I looked at its skin, the destroyed web of burnt tissue that covered it like a grotesque lace veil, and thought, How poetic. My wife had finally let the flame inside consume her.
I still held the coat out towards her.
“Did you ever love me?” I asked, and I knew I sounded as pathetic as the dull Nebraskan boy she considered me to be.
The monster Miranda had become pressed its lips together and favored me with a tight smile. I thought for one wild moment it was going to say something kind.
“Oh, Arthur,” Lady Alligator murmured. “Can an eagle love a worm? Can the brilliant sun love a dirty light bulb in a truckstop bathroom? Darling, you’ve always known that you captured me like a firefly in a jar. You thought if you didn’t poke holes in the lid I’d be content to suffocate in your sweaty grasp but you dropped the glass and I escaped. And now I’m where I was always meant to be.”
It said this with the deliberate patience of a mother explaining something to an especially dimwitted child. I felt it, then – the anger that had roiled my guts when I opened the drawer and saw the money missing from the Gideon bible.
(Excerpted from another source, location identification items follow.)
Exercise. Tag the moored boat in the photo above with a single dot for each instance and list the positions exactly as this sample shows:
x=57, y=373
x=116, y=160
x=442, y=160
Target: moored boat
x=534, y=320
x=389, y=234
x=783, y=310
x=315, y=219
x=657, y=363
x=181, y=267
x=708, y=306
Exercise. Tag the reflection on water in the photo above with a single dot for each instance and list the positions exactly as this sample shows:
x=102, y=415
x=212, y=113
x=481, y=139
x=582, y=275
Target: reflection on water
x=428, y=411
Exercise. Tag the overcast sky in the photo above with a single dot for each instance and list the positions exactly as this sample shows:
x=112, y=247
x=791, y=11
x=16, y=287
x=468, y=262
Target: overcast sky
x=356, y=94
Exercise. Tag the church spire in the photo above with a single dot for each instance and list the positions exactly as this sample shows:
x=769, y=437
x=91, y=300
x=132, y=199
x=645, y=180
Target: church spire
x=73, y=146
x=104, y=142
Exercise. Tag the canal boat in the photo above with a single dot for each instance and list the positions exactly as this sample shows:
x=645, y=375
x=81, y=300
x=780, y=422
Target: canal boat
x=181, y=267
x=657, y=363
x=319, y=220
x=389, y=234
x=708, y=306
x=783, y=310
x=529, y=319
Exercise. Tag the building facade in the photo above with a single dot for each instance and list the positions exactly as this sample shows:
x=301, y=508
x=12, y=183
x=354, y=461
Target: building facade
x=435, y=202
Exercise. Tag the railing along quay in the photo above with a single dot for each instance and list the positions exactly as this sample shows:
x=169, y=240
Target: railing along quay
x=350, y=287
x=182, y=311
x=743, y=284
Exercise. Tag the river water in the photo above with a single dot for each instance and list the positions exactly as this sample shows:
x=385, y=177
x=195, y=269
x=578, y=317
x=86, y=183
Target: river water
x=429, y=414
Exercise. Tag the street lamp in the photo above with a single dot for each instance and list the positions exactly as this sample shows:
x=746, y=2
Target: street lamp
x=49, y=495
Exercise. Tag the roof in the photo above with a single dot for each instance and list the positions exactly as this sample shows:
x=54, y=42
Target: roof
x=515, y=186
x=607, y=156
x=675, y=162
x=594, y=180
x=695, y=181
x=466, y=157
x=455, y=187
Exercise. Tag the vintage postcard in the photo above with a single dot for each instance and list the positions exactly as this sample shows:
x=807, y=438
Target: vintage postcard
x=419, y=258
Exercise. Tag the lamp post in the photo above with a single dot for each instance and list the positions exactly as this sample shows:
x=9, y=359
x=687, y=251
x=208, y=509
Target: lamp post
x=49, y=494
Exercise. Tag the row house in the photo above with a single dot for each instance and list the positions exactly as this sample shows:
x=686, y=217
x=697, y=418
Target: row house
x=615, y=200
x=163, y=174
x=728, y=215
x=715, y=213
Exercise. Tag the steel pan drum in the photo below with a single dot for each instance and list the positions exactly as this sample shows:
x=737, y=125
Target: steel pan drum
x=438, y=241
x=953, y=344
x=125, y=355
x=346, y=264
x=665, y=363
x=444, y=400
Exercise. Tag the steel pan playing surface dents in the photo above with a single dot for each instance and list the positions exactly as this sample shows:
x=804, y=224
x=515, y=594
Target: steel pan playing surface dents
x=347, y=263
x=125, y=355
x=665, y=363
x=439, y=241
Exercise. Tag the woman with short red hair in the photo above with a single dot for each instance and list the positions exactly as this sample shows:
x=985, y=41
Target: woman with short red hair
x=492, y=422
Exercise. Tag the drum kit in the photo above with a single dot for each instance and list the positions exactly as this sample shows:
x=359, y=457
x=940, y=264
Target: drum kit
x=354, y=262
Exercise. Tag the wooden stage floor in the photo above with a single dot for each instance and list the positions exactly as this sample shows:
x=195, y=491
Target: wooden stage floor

Not because she’d robbed me, but because she’d deceived me. She made me believe she loved me and she left me and I grieved for her, god damn it, I grieved in my own way as though I’d been made a widower and the whole fucking time she was laughing at me.
“I bring in thousands,” it went on. “They come from all corners of the world to see me. I’m the star attraction here. I can have any man I want.”
You’re a selfish whoremonster in a dirty bathtub, I thought, but I didn’t say anything.
Miranda’s eyes, a shade of alien gold in the flickering glow of lit candles, squinted at me.
“You’re just the same as you’ve always been,” it said, a lilt of disappointment in its voice. “Such a terrible bore.”